Question

When the imidazole ring of Histidine is protonated, the tendency of nitrogen to be protonated (proton migrates from-COOH) is in the order?

A. $\beta > \gamma > \alpha $
B. $\gamma > \beta > \alpha $
C. $\gamma > \alpha > \beta $
D. $\beta > \alpha > \gamma $

Answer 1

Hint: We know that protonation is the process of transfer of transfer of proton $\left( {{{\rm{H}}^{\rm{ + }}}} \right)$ from one atom to another. Here, we have to check the order in which three nitrogen atoms are protonated.

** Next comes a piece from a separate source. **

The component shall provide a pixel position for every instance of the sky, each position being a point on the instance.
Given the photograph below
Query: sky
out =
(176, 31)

Complete step by step answer:
Here, $\gamma $ nitrogen is nearby to the COOH. And we know that protonation takes place first in the nearby atom from which hydrogen atoms get protonated. So, protonation occurs first in $\gamma $ nitrogen.

In $\beta $ nitrogen, the protonation results in counter resonance as from both sides double bonds try to break due to which resonance is nullified.

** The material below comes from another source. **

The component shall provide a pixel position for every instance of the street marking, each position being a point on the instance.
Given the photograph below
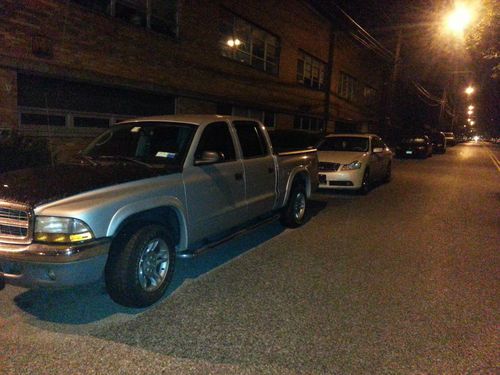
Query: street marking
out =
(492, 157)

In $\alpha $ nitrogen, the lone pair of N is in resonance.

We know that the resonance makes a compound stable.Therefore, protonation occurs before $\alpha $ nitrogen than $\beta $ nitrogen.

So, the order of protonation is $\gamma > \alpha > \beta $.

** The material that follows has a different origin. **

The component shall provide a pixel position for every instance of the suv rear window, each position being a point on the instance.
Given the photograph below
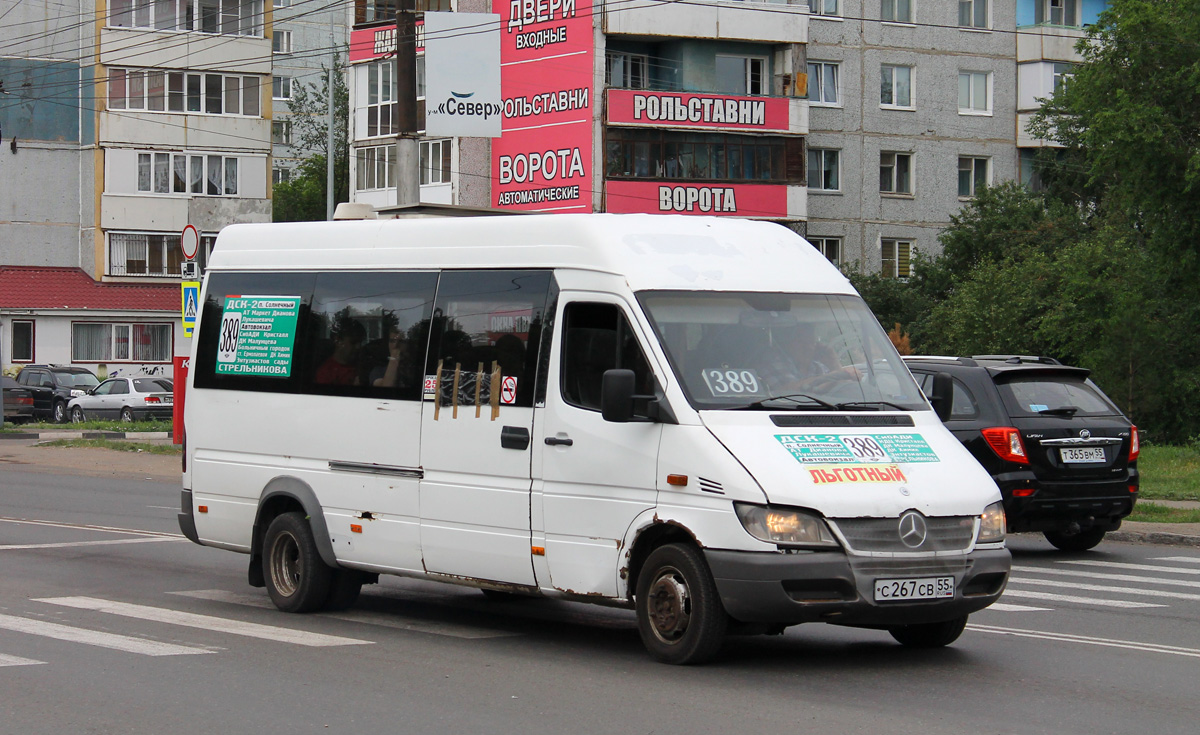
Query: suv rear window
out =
(1038, 395)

So, the correct answer is Option C.

Additional Information:
Protonation is a known fundamental chemical reaction. It is a step of many catalytic and stoichiometric processes. If a molecule or ion can undergo more than one protonation it is termed as polybasic acid. Deprotonation is the reverse of protonation reaction. In deprotonation reaction, a proton is removed from a compound. This reaction occurs in most acid-base reactions. Substances that can protonate another substance are termed as Bronsted Lowry acid.

Note: Always remember that resonance stabilizes a compound. Resonance is the phenomenon as a result of which a molecule can be expressed in different forms, none of which can explain all the properties of the molecule. The actual structure of the molecule is termed a resonance hybrid.